There are few better real-time case studies of this than the ARK Innovation ETF. The fund itself delivered extraordinary returns in its early years, but the bulk of investor capital arrived in 2020–2021, right at the peak. As performance reversed, the average investor experience was dramatically worse than the headline numbers. In fact, dollar-weighted returns lagged reported returns by more than 25 percentage points over certain periods, and a large portion of investors remain underwater despite the fund’s earlier success.
We see this happening not only in markets, but also in the selection of managers currently, with investors rotating out of growth style equity funds and into value style funds. This of course is the investment style that has worked better in more recent times. This is the opposite of what we saw just five years earlier, as many value strategies were struggling, particularly in COVID times, so investors chased growth funds based on their past performance.
The below chart plots the Shiller CAPE, a valuation metric, and the forward ten year returns of the US market.

Source: S&P, Robert J Shiller. Chart shows relationship between high starting valuations and lower future returns.

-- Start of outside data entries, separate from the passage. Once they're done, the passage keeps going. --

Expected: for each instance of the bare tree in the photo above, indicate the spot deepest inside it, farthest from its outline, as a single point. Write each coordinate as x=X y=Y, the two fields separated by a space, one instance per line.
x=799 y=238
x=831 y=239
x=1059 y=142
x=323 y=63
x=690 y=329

Where we stand on the current market conditions
None of this is to say that the current environment is without risk, there clearly is. But history suggests that volatility, drawdowns, and dispersion in returns are features of markets, not bugs.
The more important question for investors is not what happens next week or next month, but how portfolios are positioned to navigate a range of outcomes from here.
In our view, maintaining diversification, being conscious of starting valuations, and avoiding reactive decision-making remain the most reliable anchors in an increasingly uncertain world. In our own portfolios, this means we are weary of relying too much on global equities as a source of returns and looking towards assets with different returns exposures such as select exposures within private markets and real assets.